The test was designed to detect feigned amnesia and claims of pervasive difficulties learning new information.
But the board found Dr Mustac used the test to claim the patients were lying about their need for compensation.
Those damning assessments were written up in his medicolegal reports, which were used by a WA Government insurer to determine workers’ compensation.
Dr Mustac, who did go back to practise and has recently relocated to Sydney specialising in addiction psychiatry, did not respond to Australian Doctor’s calls.
Dr Jonathan Phillips (pictured), a psychiatrist with 40 years’ experience as an expert witness, says this punitive approach through AHPRA should be used in extremis, simply because expert witness misconduct can vary widely.
There are shoddy medicolegal reports and then there are those who are just plain unethical.
Judges and the medical profession could deal with the shoddy reports through peer critique, or denying them any further medicolegal work, he says.
But the unethical expert witnesses, those styled as hired guns, are a different story.
“If I thought there was something criminal going on rather than poorer standards, I would be under no compulsion whatsoever in referring the matter to the Medical Council,” said Dr Phillips.
“You have to have a high level of concern to report directly to the Medical Council because you are immediately putting another person’s practice in question.”
Hot-tubbing
Another option for reform is more straightforward: the creation of expert conclaves.
Also known colloquially as ‘hot-tubbing’, it’s a process where expert witnesses called by both sides in a looming court case are put in a room to discuss key evidence. They then draft a joint report, stating matters agreed, not agreed and reasons for disagreement, which is tendered to the court.
Some courts in Australia have the power to direct expert witnesses to meet in an expert conclave before trial. However, it is often used on a voluntary basis by parties involved in complex medical negligence cases.
Dr Phillips says he enjoys the opportunity to collaborate with his peers on major issues in the case. He also points out it’s an easy way to weed out hired guns who are there to disrupt the process.
The other option is more familiar — it is the idea of the courts appointing their own independent experts.

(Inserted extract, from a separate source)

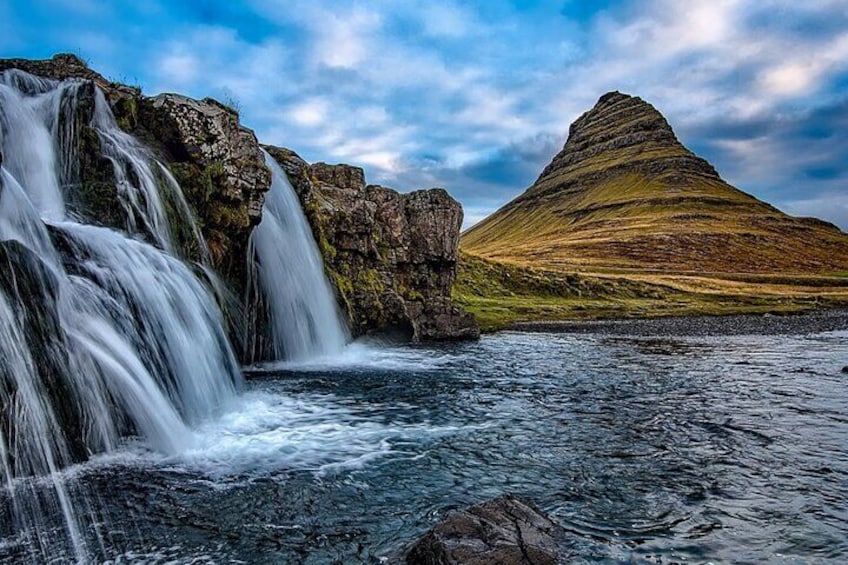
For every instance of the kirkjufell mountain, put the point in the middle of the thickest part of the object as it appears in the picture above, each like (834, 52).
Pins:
(624, 193)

Dr Phillips can see the merit in sensitive cases, such as sexual abuse, where the duel between expert witnesses can be counterproductive and do away with experts appointed by legal counsels.
But the idea is not liked much by lawyers.
For them, the adversarial system is the system to distinguish truth from falsity. So cross-examination of expert witnesses at trial, they argue, should remain central to testing the validity of the evidence before the court.
It is a common observation that medical and legal professions inhabit different worlds. But this issue is where these worlds collide.
One doctor involved in last month’s medicolegal congress in Sydney described the law as a game, and that knowing how to play the game is the way lawyers arrive at their truth. A few lawyers stood up to object.
Most doctors would say she was right. But for the time being — at least when it comes to expert witness — the rules by which the game is played will remain as they are.